Under the new provisions, banks will be allowed to invest not more than 10 percent of their total liabilities in the capital market.

The central bank issued a circular in this connection Tuesday and asked the chief executives of all scheduled banks to follow the capital market financing limit.

Currently, a small number of commercial banks are investing heavily in the country’s capital market resulting in massive surge in share prices as no limit is applicable, they added.

Besides, the banks will not be allowed to conduct merchant banking or brokerage house business from October 1 this year without formation of subsidiary companies for the purpose.

“We’ve taken the measures to strengthen monitoring and supervision of capital market-related activities of the commercial banks,” a BB senior official said.

The central bank will deal with only the banks, not subsidiary companies as per the new provisions, he said, adding that the Securities and Exchange Commission (SEC) will look into the functions of the subsidiary companies.

“No bank will be able to operate their merchant banking business without forming a separate subsidiary company,” the BB official said, adding the banks will have to ensure holding of shares in line with the existing bank companies act.

Under the existing act, no bank company shall be empowered to hold shares of other companies whether as pledge or mortgage or as exclusive owner of an amount exceeding (a) thirty per cent of the total amount of the paid-up capital and reserve of the said company and (b) thirty per cent of the paid-up capital of the said company.

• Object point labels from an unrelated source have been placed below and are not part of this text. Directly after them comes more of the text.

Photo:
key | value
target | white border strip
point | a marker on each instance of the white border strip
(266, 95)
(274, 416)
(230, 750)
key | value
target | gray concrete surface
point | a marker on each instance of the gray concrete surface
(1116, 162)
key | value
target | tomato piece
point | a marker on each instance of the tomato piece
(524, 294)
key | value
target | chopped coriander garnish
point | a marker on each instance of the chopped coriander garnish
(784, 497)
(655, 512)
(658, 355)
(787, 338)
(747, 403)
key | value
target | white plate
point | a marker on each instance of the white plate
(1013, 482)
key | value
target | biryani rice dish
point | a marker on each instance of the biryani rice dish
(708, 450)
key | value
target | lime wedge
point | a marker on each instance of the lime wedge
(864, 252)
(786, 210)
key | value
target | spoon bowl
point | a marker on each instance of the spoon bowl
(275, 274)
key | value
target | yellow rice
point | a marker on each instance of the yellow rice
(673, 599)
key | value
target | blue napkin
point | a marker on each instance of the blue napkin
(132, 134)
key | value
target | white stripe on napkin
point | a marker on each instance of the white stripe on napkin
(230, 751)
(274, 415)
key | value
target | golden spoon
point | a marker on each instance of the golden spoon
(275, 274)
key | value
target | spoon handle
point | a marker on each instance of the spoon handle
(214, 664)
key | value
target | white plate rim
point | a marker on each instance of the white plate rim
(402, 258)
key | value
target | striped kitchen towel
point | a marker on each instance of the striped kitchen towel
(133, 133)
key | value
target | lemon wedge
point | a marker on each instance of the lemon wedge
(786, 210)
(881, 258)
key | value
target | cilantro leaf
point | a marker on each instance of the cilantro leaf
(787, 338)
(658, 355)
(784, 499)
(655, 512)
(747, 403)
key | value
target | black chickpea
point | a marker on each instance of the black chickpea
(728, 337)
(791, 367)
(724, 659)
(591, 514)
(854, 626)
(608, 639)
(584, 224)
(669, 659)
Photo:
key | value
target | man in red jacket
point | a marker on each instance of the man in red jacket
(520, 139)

Provided further that the amount of the shares fixed by any bank company shall, in total, not exceed 10 (ten) per cent of its whole obligations, the act said.

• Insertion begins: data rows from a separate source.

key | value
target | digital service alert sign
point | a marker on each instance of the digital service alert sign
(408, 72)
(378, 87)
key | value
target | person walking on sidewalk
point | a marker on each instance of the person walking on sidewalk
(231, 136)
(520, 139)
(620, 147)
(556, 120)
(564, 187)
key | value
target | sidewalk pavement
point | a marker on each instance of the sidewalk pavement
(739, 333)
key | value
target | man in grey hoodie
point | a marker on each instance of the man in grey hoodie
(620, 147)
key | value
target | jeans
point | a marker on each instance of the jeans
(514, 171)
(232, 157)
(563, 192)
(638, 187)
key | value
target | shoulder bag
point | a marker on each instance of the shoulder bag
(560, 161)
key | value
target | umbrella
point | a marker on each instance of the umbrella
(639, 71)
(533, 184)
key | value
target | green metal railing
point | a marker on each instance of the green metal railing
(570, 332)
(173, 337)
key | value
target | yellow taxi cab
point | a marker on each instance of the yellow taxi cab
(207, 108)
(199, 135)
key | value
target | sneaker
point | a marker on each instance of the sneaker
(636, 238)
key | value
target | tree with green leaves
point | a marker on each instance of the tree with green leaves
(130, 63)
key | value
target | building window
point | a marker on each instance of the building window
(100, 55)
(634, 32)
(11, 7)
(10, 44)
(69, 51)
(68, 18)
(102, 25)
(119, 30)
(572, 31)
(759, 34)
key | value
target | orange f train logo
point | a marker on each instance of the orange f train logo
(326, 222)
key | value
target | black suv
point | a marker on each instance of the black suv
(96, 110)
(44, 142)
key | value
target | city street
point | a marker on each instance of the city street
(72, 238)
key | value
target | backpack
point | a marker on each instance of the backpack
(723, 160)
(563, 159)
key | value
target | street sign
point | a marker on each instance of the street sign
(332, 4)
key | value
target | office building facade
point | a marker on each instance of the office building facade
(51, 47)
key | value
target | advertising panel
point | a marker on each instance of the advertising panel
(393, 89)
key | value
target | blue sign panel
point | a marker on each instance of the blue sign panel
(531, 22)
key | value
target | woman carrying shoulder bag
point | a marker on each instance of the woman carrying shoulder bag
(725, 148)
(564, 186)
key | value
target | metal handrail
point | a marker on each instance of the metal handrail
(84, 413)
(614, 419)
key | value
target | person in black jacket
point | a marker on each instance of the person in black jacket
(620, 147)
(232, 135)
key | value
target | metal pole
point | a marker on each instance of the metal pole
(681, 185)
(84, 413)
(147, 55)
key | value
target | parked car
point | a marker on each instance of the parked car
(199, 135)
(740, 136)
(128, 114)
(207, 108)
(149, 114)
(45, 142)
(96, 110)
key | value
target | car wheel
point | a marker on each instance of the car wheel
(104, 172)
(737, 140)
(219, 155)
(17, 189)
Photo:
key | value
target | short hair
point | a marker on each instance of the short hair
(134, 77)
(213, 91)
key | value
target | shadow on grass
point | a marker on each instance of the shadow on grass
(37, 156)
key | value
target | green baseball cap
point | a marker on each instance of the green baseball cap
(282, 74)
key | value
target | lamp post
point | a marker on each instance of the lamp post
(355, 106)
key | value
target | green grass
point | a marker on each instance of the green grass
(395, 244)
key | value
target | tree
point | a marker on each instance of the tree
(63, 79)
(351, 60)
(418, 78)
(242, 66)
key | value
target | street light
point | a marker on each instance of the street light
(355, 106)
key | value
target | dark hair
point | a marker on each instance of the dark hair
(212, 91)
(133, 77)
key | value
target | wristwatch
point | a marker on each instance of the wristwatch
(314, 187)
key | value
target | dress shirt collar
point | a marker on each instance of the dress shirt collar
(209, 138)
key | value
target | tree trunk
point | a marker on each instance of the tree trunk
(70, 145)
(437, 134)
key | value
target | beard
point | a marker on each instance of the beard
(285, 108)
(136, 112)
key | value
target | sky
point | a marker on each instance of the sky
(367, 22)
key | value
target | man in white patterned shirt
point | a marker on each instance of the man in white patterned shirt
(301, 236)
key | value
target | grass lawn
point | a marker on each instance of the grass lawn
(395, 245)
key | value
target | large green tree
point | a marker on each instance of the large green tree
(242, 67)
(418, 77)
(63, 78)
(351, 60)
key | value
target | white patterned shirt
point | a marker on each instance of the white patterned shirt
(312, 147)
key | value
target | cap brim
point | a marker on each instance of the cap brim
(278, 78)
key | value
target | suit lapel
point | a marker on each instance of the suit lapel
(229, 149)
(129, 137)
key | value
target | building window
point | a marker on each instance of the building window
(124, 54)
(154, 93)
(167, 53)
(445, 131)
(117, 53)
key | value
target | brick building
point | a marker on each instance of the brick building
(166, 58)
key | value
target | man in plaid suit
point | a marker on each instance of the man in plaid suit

The BB has also asked the banks to maintain the existing single-borrower exposure limit for providing loan facilities to their subsidiary companies or others.

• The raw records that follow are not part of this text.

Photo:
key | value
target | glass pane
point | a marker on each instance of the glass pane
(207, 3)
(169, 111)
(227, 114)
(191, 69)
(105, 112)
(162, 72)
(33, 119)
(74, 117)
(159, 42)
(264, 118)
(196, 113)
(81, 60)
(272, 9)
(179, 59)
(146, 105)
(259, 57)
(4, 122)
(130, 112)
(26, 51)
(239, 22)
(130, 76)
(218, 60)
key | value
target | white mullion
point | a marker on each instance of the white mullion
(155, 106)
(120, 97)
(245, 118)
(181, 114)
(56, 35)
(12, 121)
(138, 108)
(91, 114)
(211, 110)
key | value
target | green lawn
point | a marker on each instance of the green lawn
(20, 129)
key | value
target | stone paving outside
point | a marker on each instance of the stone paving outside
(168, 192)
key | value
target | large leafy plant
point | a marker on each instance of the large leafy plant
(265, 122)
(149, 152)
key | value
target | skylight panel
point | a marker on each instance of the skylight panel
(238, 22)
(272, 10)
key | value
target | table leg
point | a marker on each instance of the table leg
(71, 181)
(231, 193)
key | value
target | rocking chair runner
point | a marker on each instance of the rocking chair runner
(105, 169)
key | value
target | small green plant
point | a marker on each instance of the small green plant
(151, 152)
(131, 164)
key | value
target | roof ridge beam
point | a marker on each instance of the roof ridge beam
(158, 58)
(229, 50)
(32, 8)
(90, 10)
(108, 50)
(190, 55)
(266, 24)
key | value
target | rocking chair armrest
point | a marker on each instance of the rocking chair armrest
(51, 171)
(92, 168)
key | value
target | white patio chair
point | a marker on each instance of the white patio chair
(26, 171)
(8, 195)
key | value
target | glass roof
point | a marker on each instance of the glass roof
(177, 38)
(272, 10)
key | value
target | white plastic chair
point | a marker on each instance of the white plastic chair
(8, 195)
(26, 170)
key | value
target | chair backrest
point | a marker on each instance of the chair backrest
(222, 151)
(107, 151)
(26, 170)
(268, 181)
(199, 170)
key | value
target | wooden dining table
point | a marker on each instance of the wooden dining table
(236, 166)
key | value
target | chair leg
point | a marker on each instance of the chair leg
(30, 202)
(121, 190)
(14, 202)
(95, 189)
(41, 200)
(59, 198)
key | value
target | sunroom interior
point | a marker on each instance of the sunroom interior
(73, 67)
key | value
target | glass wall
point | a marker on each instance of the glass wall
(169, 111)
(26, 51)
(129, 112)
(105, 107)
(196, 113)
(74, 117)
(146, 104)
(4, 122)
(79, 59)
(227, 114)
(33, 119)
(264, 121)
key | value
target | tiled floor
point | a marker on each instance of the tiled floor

The banks must have to comply with the capital market exposure limit and submit reports on their monthly-based share-holding position in a prescribed form to the Department of Off-site Supervision of BB within 10th of each month.

The central bank earlier re-fixed the limit on large loans of single borrower exposure by 15 per cent of respective bank’s equity to improve risk management in the banking sector.

The single borrower exposure limit on large loans has already been reduced from 50 per cent to 35 per cent that includes 15 per cent funding facilities.

“Non-funded credit facilities like letter of credit (LC) can be provided to a single large borrower. But in no circumstances, the total amount of the funded and non-funded credit facilities shall exceed 35 per cent of a bank’s total capital,” the BB said earlier in a circular.

Under the existing provision, loan sanctioned to any individual or enterprise or any organization of a group amounting to 10 percent or more of a bank’s total capital will be considered as large loan.